Matéo Maximoff

Matéo (geboren ca. 17. Januar 1917 in Barcelona; gestorben am 25. November 1999 in Romainville, Frankreich), über Publikationen auch als Matéo Maximoff bekannt, ist als erster Schriftsteller unter den Roma in Frankreich bekannt geworden. Der Roman Les Ursitory war sein erster Roman, der auch auf Deutsch erschienen ist. Andere Erzählungen erschienen teilweise zweisprachig (auch auf Romani). Außerdem schrieb er einen Begleittext zu dem Bildband Tsiganes – Wanderndes Volk auf endloser Straße.

Leben

Herkunft

Matéos Vater gehörte zur Gruppe der Kalderasch, seine Mutter war eine Manouche aus der Familie der Renard. Matéos Urgroßvater wanderte nach der Aufhebung der Vlach-Roma-Sklaverei in Rumänien nach Russland aus. Die Familiengeschichte erzählt, dass er in Timișoara an der Straße ein zwölfjähriges jüdisches Mädchen fand. Er nahm das Mädchen auf und heiratete sie später. Er nannte sich Maximoff, weil er 2,10 Meter groß und 160 Kilogramm schwer war. 1910 starb er im Alter von 98 Jahren. Matéos "Nachname" Maximoff auf Buchtiteln stammt – um der Konvention auf Buchtiteln zu entsprechen – von dem Namen jenes Großvaters.

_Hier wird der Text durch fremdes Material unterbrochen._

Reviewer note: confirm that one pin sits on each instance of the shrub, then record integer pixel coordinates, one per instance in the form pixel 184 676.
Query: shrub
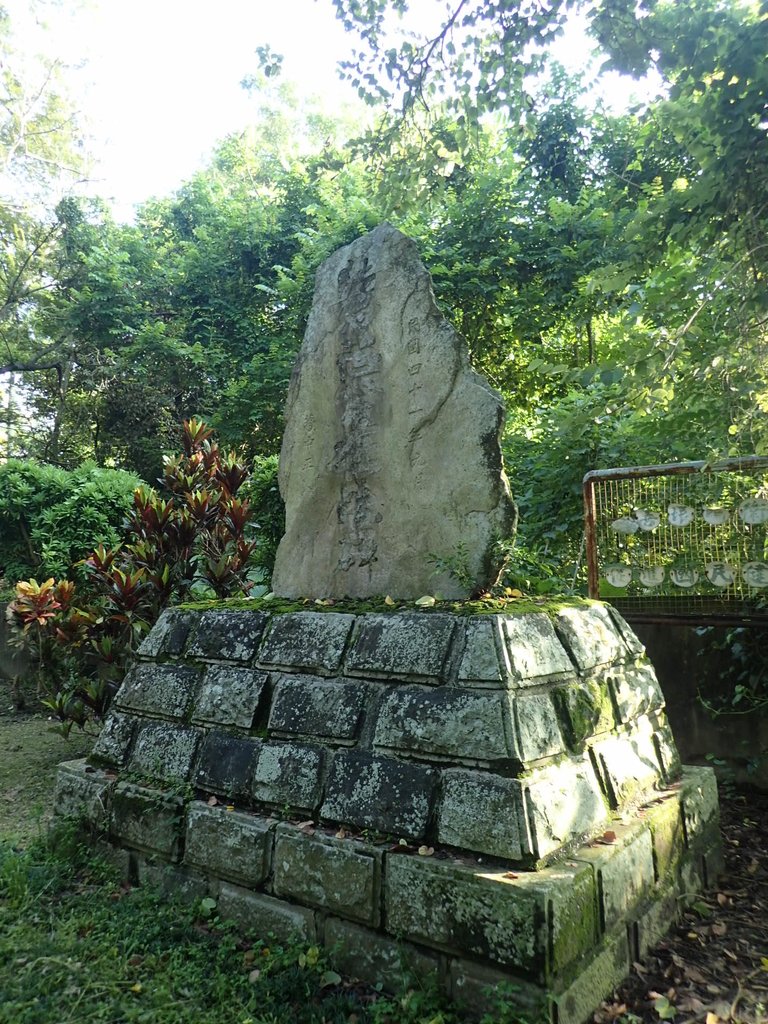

Matéos Großvater verdiente seinen Lebensunterhalt in Russland als wandernder Musiker und Kesselflicker. Matéos Vater und Onkel wurden in Sibirien geboren. Kurz vor dem Ersten Weltkrieg zog der Großvater mit seiner Frau und seinen 14 Kindern nach Spanien. Ein anderer Teil der Familie zog nach Polen.

Kindheit und Jugend

Matéos Familie reiste im Wohnwagen als Kesselmacher durch Spanien. Sein Vater heiratete eine Manouche, eine Cousine des berühmten Jazz-Gitarristen Django Reinhardt. Matéo wurde um den 17. Januar 1917 im Barri Xino, dem damaligen Rotlichtviertel von Barcelona, geboren. Als er drei Jahre alt war, wanderte seine Familie nach Frankreich. Matéo sprach Romani, Spanisch und Französisch. Sein Sprachentalent hatte er vom Vater geerbt, der angeblich 23 Sprachen beherrschte. Sein Vater hatte als Soldat in Russland auch Lesen und Schreiben gelernt, als einziger in der Familie. Er zeigte seinem Sohn die Buchstaben und Ziffern. Den Rest brachte Matéo sich selber bei.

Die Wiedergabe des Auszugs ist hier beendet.